Ils nous racontent des salades…

Abdellah Chankou, directeur de la publication.

Depuis plus de de deux ans, la flambée des prix des fruits et légumes plombe joyeusement le pouvoir d’achat des ménages. Entre le champ et l’étal, on peut tranquillement multiplier les tarifs par trois ou quatre – et les « explications » fournies sont d’une inventivité confondante: un coup c’est l’excès d’ensoleillement, le lendemain la violence du vent, la semaine suivante les inondations. Bref, tout sauf l’avidité des intermédiaires. Car ces messieurs se goinfrent de marges indécentes sur le dos du petit agriculteur comme du consommateur, sans jamais faire travailler un seul bras, ni payer le moindre impôt ou la moindre taxe. Le gouvernement Akhannouch, dans sa grande habileté, les a bien désignés du doigt… mais sans prendre des mesures concrètes pour changer la donne en faveur de la population dont le pouvoir d’achat ne cesse de s’éroder dangereusement. 

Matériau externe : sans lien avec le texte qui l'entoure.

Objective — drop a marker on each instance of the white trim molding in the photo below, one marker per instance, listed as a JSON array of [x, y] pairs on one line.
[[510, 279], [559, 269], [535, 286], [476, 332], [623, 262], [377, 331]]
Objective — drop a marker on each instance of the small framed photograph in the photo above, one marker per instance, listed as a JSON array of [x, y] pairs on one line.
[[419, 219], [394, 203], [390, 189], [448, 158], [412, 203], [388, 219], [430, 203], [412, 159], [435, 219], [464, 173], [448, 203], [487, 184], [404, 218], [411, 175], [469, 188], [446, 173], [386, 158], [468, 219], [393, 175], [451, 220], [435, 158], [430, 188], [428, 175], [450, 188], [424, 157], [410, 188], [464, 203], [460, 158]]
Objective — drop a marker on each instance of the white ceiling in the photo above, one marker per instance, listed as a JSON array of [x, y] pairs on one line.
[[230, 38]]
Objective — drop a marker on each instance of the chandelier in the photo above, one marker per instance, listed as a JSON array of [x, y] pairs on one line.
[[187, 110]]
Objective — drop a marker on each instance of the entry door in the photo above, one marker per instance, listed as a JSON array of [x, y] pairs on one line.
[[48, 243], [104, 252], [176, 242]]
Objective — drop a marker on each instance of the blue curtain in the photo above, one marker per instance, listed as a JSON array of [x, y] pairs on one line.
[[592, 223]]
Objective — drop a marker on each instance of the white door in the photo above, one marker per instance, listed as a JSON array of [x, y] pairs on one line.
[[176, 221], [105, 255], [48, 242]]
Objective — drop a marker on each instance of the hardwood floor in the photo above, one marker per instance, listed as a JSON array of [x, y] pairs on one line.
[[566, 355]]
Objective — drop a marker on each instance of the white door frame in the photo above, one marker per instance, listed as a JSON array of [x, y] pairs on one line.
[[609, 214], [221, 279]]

Même logique pour les viandes rouges, dont le marché et les prix qui ont battu tous les records sont verrouillés par une poignée de nababs, souvent bien introduits dans les cercles du pouvoir politique ou eux-mêmes élus. Eux non plus ne créent rien, ne paient rien, et siphonnent tout. C’est dans ce joyeux chaos que le ministère de l’Intérieur nous promet une loi pour une « nouvelle génération de marchés de gros ». Digitalisation, transparence, traçabilité : le vocabulaire est beau, l’ambition affichée est louable. On nous équipera de systèmes d’information modernes, on contrôlera les quantités et la qualité. Alleluia! Sur le papier, la réforme compte sécuriser l’approvisionnement, réduire la spéculation, limiter la volatilité des prix, et offrir aux petits agriculteurs une rémunération plus juste. À condition d’être menée avec sérieux, transparence et rigueur, soit tout ce qui manque précisément aujourd’hui.

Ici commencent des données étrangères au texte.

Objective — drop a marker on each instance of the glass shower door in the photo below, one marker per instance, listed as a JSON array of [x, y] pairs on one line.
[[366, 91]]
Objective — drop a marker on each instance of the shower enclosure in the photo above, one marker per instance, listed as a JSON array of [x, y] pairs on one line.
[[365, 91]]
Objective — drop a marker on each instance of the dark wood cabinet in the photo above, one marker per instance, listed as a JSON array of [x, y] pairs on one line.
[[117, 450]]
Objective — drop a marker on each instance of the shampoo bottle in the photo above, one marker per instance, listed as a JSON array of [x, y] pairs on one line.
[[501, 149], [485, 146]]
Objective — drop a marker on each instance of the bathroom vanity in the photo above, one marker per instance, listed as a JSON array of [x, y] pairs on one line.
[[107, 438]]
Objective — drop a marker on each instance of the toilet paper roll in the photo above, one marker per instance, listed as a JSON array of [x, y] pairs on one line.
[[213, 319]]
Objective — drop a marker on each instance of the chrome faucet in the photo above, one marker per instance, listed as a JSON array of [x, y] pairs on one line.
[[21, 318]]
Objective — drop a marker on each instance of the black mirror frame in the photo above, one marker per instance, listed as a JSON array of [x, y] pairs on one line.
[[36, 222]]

Mais au-delà du consommateur, c’est bien l’agriculteur, surtout le petit, qu’on continue d’étrangler. Fragilisé, asphyxié par le manque de liquidités, sans circuit équitable, il se voir obligé de vendre ses récoltes sur pied à des prix dérisoires à des intermédiaires sans scrupules. Ces prédateurs exploitent sa vulnérabilité, empochent des marges obscènes, et au final : ni le paysan ni le consommateur n’y gagnent.

Un pays qui exporte sa récolte pour que ses enfants ne puissent plus se l’offrir chez eux, voilà ce qu’on appelle, en bon marocain, un chef-d’œuvre d’absurdité.

Vient alors le paradoxe qui tue : le Maroc de veut un pays à vocation agricole, un pays aux ambitions nourricières assumés qui a inventé le Plan Maroc Vert. Alors comment expliquer que ses propres citoyens paient leurs fruits et légumes plus cher qu’à Paris, Bruxelles ou Madrid ? Prenez par exemple l’avocat, la très prisée variété Hass, chouchou des exportations marocaines vers l’Europe : il s’arrache à moins de 2 euros le kilo en Espagne, soit environ 22 dirhams. Au Maroc, le même fruit , celui qui n’a même pas pris le bateau, peut flamber jusqu’à 50 dirhams sur les étals nationaux Résultat : le produit traverse la mer, paie le transport, les douanes, les intermédiaires européens, et finit deux fois moins cher à l’étranger que sur sa terre natale. Une performance logistique à l’envers. Un pays qui exporte sa récolte pour que ses enfants ne puissent plus se l’offrir chez eux, voilà ce qu’on appelle, en bon marocain, un chef-d’œuvre d’absurdité. Un producteur marocain peut donc acheter son propre avocat… en Espagne, moins cher qu’au souk du coin. Voilà le niveau d’absurdité. Mais rassurez-vous : les intermédiaires Mais rassurez-vous, les intermédiaires, eux, continuent de rire jusqu’à la banque les nababs dorment sur leurs deux oreilles, et le gouvernement ? Il prépare une loi. Encore une. Pendant ce temps, le consommateur marocain, lui, n’a plus qu’à traverser le détroit pour faire ses courses. Moins cher.